Despierto y soy consciente de dos cosas: el penetrante dolor en mi pierna izquierda y un fuerte aroma que no reconozco. Intento incorporarme. Estar viva debería bastarme para soportarlo todo y sin embargo, este extraño despertar ha enviado un certero golpe a mis entrañas que me mantiene paralizada. Sola y lastimada en un lugar desconocido, me imagino lo peor, aunque trato de convencerme de que lo peor ya ha ocurrido.
Al igual que el dolor el recuerdo me atraviesa como un dardo caliente: el peñasco, las sogas, el brillo metálico del anclaje al ceder, mis dedos, en un último esfuerzo, aferrándose a las filosas rocas, y el tiempo, tornándose infinito ese segundo en el que el aire mismo me cortó y desgarró matándome incluso antes de que el suelo rocoso lo hiciera. ¿En dónde estoy? ¿Cuánto tiempo ha pasado? ¿Me estarán buscando?
—No te muevas tanto, te harás daño.
Debería buscar la voz pero mi mente se pierde en otras cosas: lo rústico de la mampostería, los rostros que la humedad ha cincelado en las vigas del techo, y la chimenea, reluciente y cálida, que crea sombras tan largas que atraviesan las paredes. Cerca del fuego descansa un caldero ennegrecido y justo al lado una mujer lo remueve con tal paciencia que por un momento creo que se trata de una sombra más.
—No tienes nada roto —dice la mujer sin detenerse ni mirarme—, me encargué de revisarte y tratarte.
La mujer extrae la cuchara, la acerca a su nariz y, sin degustar, asiente. Quiero hacer lo mismo, todavía me acosa ese aroma a...
—Artemisa —susurro. Mi madre solía tenerla en su jardín.
—Sólo es caldo de verduras, tienes que comer.
—¿Cómo me encontró? ¿En dónde estoy?
—Trata de relajarte un poco, el corte y el esguince en tu pierna son de cuidado. Atendamos eso primero. Estás segura aquí.
—Muchas gracias —balbuceo. Sería natural desconfiar, sin embargo, lo cierto es que podría estar a los pies del peñasco muriéndome de frío y de dolor.
—Hasta que mejores un poco podré ir por ayuda. Primero, el dolor.

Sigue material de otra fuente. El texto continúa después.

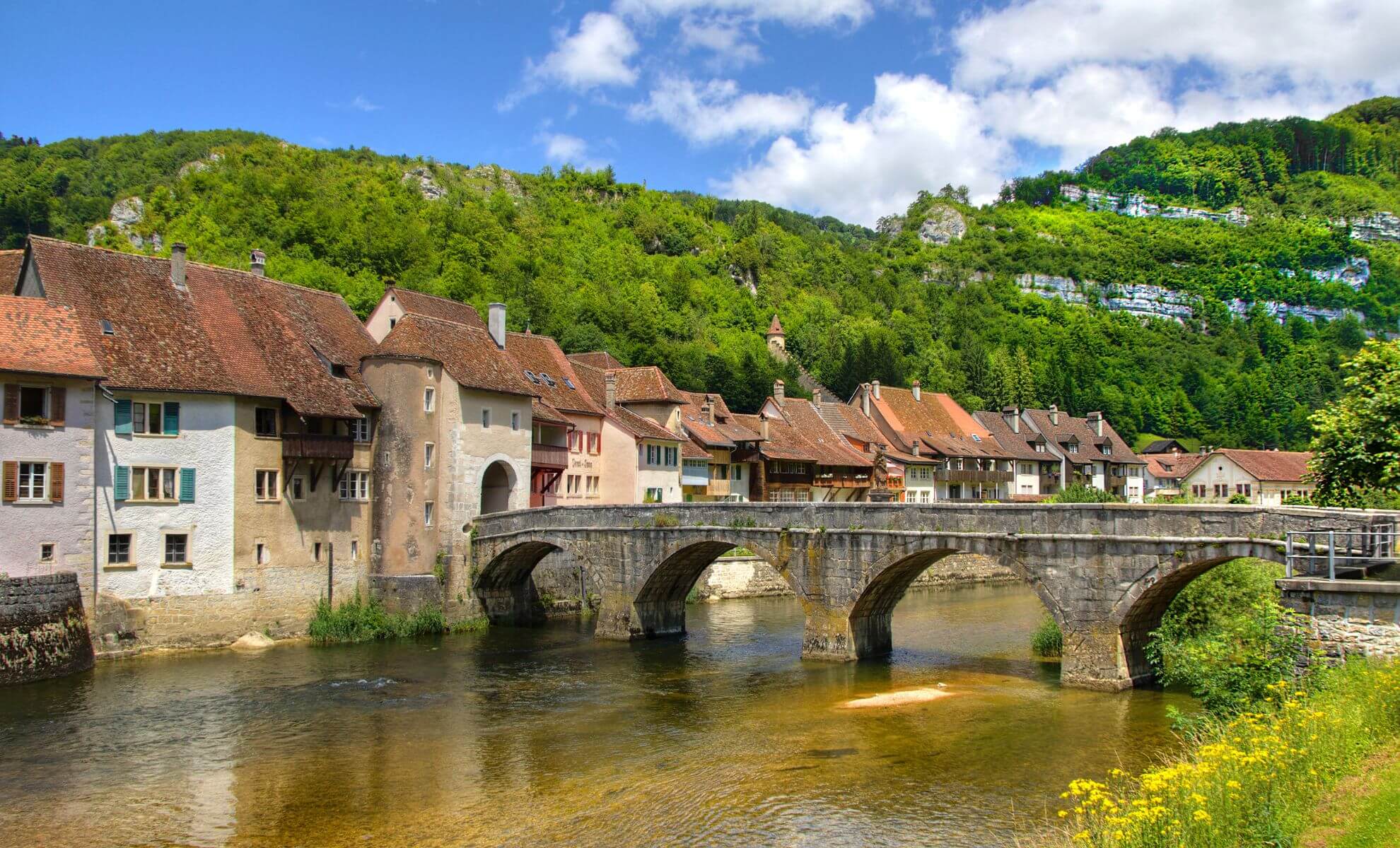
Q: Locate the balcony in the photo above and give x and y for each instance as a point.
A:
(549, 457)
(311, 445)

Noto que no he conseguido aliviarlo del todo.
—Soy Diana —me presento con brusquedad cuando veo que la mujer comienza a moverse de un lado a otro.

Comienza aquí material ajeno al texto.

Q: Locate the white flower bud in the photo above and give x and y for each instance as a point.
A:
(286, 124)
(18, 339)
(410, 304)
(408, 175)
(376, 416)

La mujer detiene sus andanzas, y con algunas hierbas en las manos se voltea hacia mí y responde:
—Sally.
Después de revisarme las heridas, Sally me da algo para conciliar el sueño. No hay nada mejor que el descanso dice mientras apura el tazón contra mis labios. El sabor amargo se asienta en mi estómago y a los pocos segundos me relajo tanto que mis preocupaciones desaparecen; mi ubicación, mis heridas, mi seguridad... No debo estar en peligro, me convenzo mientras el sueño va ganando terreno dentro de mi cabeza. No parecen pensamientos, ni ideas, es como una estática que se prolonga, bulliciosa al inicio, para luego callar convertida en oscuridad.
Me quedo dormida.
Al despertar el dolor se ha reducido. Reúno fuerzas para sentarme y desperezarme la tensión del cuerpo. Dentro se respira un húmedo aroma a hierba, a mañana. La luz del día no dibuja la cabaña más acogedora a mis ojos, todo lo contrario. Me da la impresión de que sus paredes están por devorarme.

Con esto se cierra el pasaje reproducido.